This is a sample application demonstrating use of several technologies such as Spring Integration/Boot/WebMVC, Apache Kafka, MongoDB and selected Javascript frameworks on a "trading" solution.
The solution consists of a several modules realizing the following set of functions:
- a REST/JSON (consumer) service able to consume requests,
- a data processor handling consumer requests and saving them into a database,
- a simple front-end (monitor) web application showing received data statistics as well as selected runtime indicators.
There is a REST endpoint exposed to end-users consuming JSON requests (please refer to service description for further reference) and web user interface for business/application monitoring.
The application shows the world map with actual trading and right-column with detailed information of the trading history and most exchanged currencies. Click a region in map to show country-specific data. Additionally, there are two small charts on the bottom of the screen showing the actual CPU utilization and Kafka topic throughput (data in/out). The monitor application requires the user to authenticate:
- username admin
- password pwd
There are several components realizing these functions:
- Consumer - a web application (packaging war) exposing a simple REST service; the service receives user requests, performs validation and send the request to the Kafka topic,
- Processor - a standalone application (packaging jar) attached to a Kafka topic, saving data into the database; the application computes predefined statistics as well,
- Monitor - a web application (packaging war) realizing the user interface,
- Jolokia JMX Agent -- monitors selected attributes of Apache Kafka and exposes them in form of a HTTP service.
The main concept is based on use of Apache Kafka messaging between the consumer and the processor components. Use of messaging is generally recommended pattern for applications of this kind -- where users may generate large amount of requests that need to be processed. These requests can be quickly validated and stored in messaging topic, one or more processor applications may then connect to the same topic and handle the load.
Kafka offers significantly better performance and scalability options, see Performance tuning section below for further details.

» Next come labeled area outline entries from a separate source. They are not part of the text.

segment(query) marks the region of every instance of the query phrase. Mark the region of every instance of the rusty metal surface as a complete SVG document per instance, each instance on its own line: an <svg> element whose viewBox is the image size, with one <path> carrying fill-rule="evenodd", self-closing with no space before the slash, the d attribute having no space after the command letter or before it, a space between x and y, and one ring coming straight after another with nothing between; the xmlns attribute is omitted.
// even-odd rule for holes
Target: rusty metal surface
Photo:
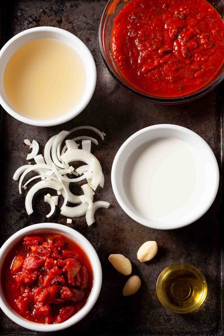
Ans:
<svg viewBox="0 0 224 336"><path fill-rule="evenodd" d="M86 317L57 334L66 336L83 332L86 335L221 335L223 329L220 189L211 208L196 222L178 229L158 230L143 226L126 215L115 199L110 175L115 155L128 137L144 127L163 123L180 125L197 133L211 146L220 167L221 88L218 87L189 103L169 106L148 103L122 89L106 70L98 47L97 29L105 3L104 0L24 0L8 1L3 4L1 31L4 43L24 29L38 26L65 29L79 37L90 49L96 62L98 78L88 106L78 117L63 125L35 127L20 122L3 111L1 245L20 229L48 221L45 214L49 209L43 202L44 193L35 198L34 212L28 216L25 208L26 193L20 195L18 182L12 180L15 169L26 161L28 148L24 139L38 141L43 153L47 140L60 131L84 124L95 126L106 133L104 141L100 141L98 146L93 147L105 177L104 187L97 191L96 199L108 201L111 206L107 210L99 210L96 223L90 227L87 227L85 217L75 219L69 225L86 237L96 249L102 267L102 290L96 304ZM58 210L49 221L66 225L66 219ZM155 240L159 251L151 262L141 263L137 259L136 253L146 240ZM127 278L117 272L108 261L109 255L113 253L128 257L133 265L132 274L138 275L142 280L140 290L133 296L122 296ZM160 272L169 264L179 262L188 262L199 268L208 287L207 298L198 311L182 315L164 308L155 291ZM1 311L0 334L38 333L17 325Z"/></svg>

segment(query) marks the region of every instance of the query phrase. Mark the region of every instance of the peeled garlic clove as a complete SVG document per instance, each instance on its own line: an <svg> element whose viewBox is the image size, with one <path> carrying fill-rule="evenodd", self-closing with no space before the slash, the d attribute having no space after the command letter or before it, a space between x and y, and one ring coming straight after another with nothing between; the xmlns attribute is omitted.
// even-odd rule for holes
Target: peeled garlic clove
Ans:
<svg viewBox="0 0 224 336"><path fill-rule="evenodd" d="M157 253L158 247L156 242L146 242L142 245L137 253L139 260L142 262L151 260Z"/></svg>
<svg viewBox="0 0 224 336"><path fill-rule="evenodd" d="M108 260L115 268L124 275L128 275L131 273L131 262L123 254L110 254Z"/></svg>
<svg viewBox="0 0 224 336"><path fill-rule="evenodd" d="M141 280L137 275L133 275L129 278L123 289L123 295L128 296L136 293L140 288Z"/></svg>

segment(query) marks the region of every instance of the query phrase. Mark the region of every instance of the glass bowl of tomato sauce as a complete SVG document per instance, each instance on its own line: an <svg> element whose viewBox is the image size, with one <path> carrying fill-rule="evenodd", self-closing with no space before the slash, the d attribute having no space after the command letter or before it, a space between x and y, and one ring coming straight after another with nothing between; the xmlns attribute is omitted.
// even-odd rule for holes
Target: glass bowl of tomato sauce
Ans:
<svg viewBox="0 0 224 336"><path fill-rule="evenodd" d="M110 0L98 31L110 74L158 103L189 101L224 78L224 1Z"/></svg>
<svg viewBox="0 0 224 336"><path fill-rule="evenodd" d="M83 319L102 283L99 258L77 231L54 223L35 224L0 249L0 307L22 327L47 332Z"/></svg>

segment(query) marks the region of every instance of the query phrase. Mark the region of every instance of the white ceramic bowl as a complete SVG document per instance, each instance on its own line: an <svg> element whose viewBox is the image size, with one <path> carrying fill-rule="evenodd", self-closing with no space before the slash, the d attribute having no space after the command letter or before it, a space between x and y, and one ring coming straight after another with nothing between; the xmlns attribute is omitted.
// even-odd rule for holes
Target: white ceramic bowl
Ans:
<svg viewBox="0 0 224 336"><path fill-rule="evenodd" d="M15 111L5 94L3 80L5 68L12 54L24 44L39 39L54 39L70 46L82 59L86 73L86 83L84 95L79 102L66 114L55 119L41 120L27 118ZM54 27L37 27L25 30L9 40L0 50L0 104L16 119L35 126L52 126L70 120L80 113L89 103L93 94L96 81L96 70L94 60L86 46L69 32ZM56 92L55 94L56 94Z"/></svg>
<svg viewBox="0 0 224 336"><path fill-rule="evenodd" d="M1 269L5 257L15 244L26 235L38 235L44 232L55 232L67 236L81 246L90 260L93 270L93 283L92 291L85 305L68 320L58 324L44 324L31 322L21 317L8 304L2 292L0 282L0 307L10 319L17 324L35 331L48 332L65 329L77 323L91 310L97 299L102 283L102 269L98 256L89 242L77 231L61 224L42 223L35 224L20 230L13 235L0 249L0 279Z"/></svg>
<svg viewBox="0 0 224 336"><path fill-rule="evenodd" d="M171 215L163 221L152 220L136 210L129 199L127 184L123 178L125 164L133 151L145 141L162 137L176 138L188 143L195 153L195 164L205 181L201 196L186 215L177 218ZM144 178L144 176L142 177ZM217 161L212 150L200 136L192 131L176 125L154 125L135 133L123 144L117 153L112 168L111 179L115 197L123 210L138 223L161 229L177 228L192 223L201 217L212 204L218 191L219 173ZM199 191L200 192L200 191Z"/></svg>

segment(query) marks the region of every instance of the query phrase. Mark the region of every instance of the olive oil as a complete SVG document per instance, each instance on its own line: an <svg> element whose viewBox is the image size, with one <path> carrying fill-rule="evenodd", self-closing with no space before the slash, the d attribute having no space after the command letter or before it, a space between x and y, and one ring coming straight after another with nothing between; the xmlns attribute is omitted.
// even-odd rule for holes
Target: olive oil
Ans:
<svg viewBox="0 0 224 336"><path fill-rule="evenodd" d="M159 277L157 295L161 303L175 312L197 309L205 300L207 284L201 272L189 264L171 265Z"/></svg>

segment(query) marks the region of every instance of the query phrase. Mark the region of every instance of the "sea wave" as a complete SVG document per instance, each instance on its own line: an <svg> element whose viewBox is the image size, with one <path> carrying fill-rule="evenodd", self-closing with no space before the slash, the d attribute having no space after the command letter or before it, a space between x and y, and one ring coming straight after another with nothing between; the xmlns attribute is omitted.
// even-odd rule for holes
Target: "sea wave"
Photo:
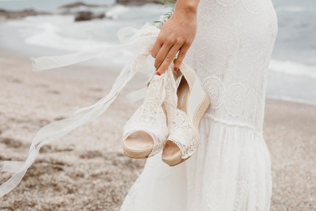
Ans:
<svg viewBox="0 0 316 211"><path fill-rule="evenodd" d="M269 69L286 74L316 78L316 66L308 65L292 61L271 59Z"/></svg>
<svg viewBox="0 0 316 211"><path fill-rule="evenodd" d="M277 6L275 7L275 9L277 11L286 11L294 13L316 11L316 8L314 8L294 6Z"/></svg>

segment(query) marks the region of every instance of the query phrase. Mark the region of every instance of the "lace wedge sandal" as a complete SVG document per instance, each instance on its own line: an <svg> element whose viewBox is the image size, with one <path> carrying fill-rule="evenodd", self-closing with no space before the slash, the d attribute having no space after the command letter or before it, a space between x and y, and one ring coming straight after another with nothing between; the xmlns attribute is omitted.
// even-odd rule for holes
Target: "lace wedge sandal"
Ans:
<svg viewBox="0 0 316 211"><path fill-rule="evenodd" d="M144 101L124 126L123 148L132 158L146 158L163 149L168 135L163 103L166 77L154 75Z"/></svg>
<svg viewBox="0 0 316 211"><path fill-rule="evenodd" d="M194 71L183 63L178 71L182 73L180 84L176 87L174 83L174 93L167 92L165 102L169 134L162 158L170 166L184 161L196 151L200 122L210 105Z"/></svg>

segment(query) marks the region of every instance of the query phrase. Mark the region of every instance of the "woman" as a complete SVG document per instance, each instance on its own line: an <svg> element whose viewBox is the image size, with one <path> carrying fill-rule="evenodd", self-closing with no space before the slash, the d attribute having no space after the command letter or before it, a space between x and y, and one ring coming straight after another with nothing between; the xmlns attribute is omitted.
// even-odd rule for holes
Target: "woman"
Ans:
<svg viewBox="0 0 316 211"><path fill-rule="evenodd" d="M148 158L121 211L270 210L262 123L277 30L271 0L178 0L151 53L156 74L179 52L175 70L192 67L211 106L195 154L174 167Z"/></svg>

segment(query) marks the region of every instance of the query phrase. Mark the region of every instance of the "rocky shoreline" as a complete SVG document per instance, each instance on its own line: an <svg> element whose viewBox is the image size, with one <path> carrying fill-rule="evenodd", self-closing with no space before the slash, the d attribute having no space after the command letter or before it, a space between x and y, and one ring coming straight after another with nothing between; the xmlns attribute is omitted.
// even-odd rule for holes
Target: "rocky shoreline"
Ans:
<svg viewBox="0 0 316 211"><path fill-rule="evenodd" d="M116 4L129 6L139 6L146 4L161 4L158 0L117 0ZM61 15L75 15L75 21L88 21L95 18L104 18L107 17L104 13L95 13L90 11L91 8L107 7L107 5L90 5L81 2L62 6L60 7L62 12L58 13ZM78 9L80 9L78 11ZM76 10L73 11L73 9ZM27 16L39 15L51 15L52 13L36 11L33 9L25 9L21 11L8 11L0 8L0 20L18 19Z"/></svg>

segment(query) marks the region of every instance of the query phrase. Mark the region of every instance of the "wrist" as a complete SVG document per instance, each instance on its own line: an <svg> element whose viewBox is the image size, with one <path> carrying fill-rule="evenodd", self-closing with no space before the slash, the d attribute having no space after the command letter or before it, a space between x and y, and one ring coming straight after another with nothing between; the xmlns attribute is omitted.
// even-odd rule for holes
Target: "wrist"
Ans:
<svg viewBox="0 0 316 211"><path fill-rule="evenodd" d="M177 0L175 12L181 11L186 14L195 15L197 13L197 6L199 0Z"/></svg>

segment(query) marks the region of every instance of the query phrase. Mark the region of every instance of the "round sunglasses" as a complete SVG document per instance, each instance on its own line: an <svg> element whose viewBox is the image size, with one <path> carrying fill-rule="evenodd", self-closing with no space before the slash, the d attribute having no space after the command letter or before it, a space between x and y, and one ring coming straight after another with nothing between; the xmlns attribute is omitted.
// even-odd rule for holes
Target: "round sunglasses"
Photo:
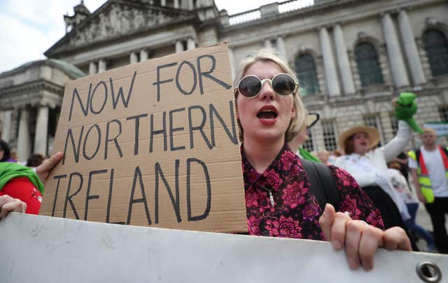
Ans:
<svg viewBox="0 0 448 283"><path fill-rule="evenodd" d="M260 92L265 82L271 84L274 92L279 95L295 94L299 84L294 78L287 73L281 73L275 75L272 79L261 80L256 75L250 75L241 78L235 87L240 94L246 97L255 97Z"/></svg>

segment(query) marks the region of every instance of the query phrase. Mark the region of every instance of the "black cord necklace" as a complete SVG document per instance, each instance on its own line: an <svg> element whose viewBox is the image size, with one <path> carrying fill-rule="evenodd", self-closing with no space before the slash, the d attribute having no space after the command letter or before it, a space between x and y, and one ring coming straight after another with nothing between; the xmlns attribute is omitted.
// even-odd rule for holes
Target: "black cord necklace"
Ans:
<svg viewBox="0 0 448 283"><path fill-rule="evenodd" d="M266 191L269 193L269 201L271 203L271 206L274 208L274 196L272 196L272 190L269 189L267 187L265 187L264 186L262 186L258 183L257 183L257 184L260 186L262 189L266 190Z"/></svg>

There are several frameworks in use from the Spring suite, namely:
- core -- used for component wiring, a mix of XML and annotations is in use, where components requiring configuration are shown in XML, other components are annotated/autowired,
- integration -- used for message processing and execution management, there are extensions available for Kafka messaging providing inbound and outbound adapters,
- boot -- used by processor module to handle console parameters and application context loading,
- webmvc -- to expose REST services, used by consumer and monitor modules,
- security -- to provide authentication for the monitor module,
- data -- to access MongoDB by processor and monitor modules,
- test -- to help testing REST services, mainly.
Use of MongoDB on this example seems to be a good option because of it's great performance, sharding options and powerful aggregation framework. While the application is rather simple from the data perspective, it could easily be implemented using any traditional SQL database such as MySQL, PosgreSQL or similar. Anyway, choosing MongoDB seems to be more future-proof in this particular case.
The AngularJS framework seems to be good match for front-end because of it's REST features (resource support), easy to use and effective final code. There are two external components integrated as directives:
- jVectorMap -- showing the overall map,
- Highcharts -- showing throughput and JMX charts.
There are several REST services exposed by consumer and monitor modules.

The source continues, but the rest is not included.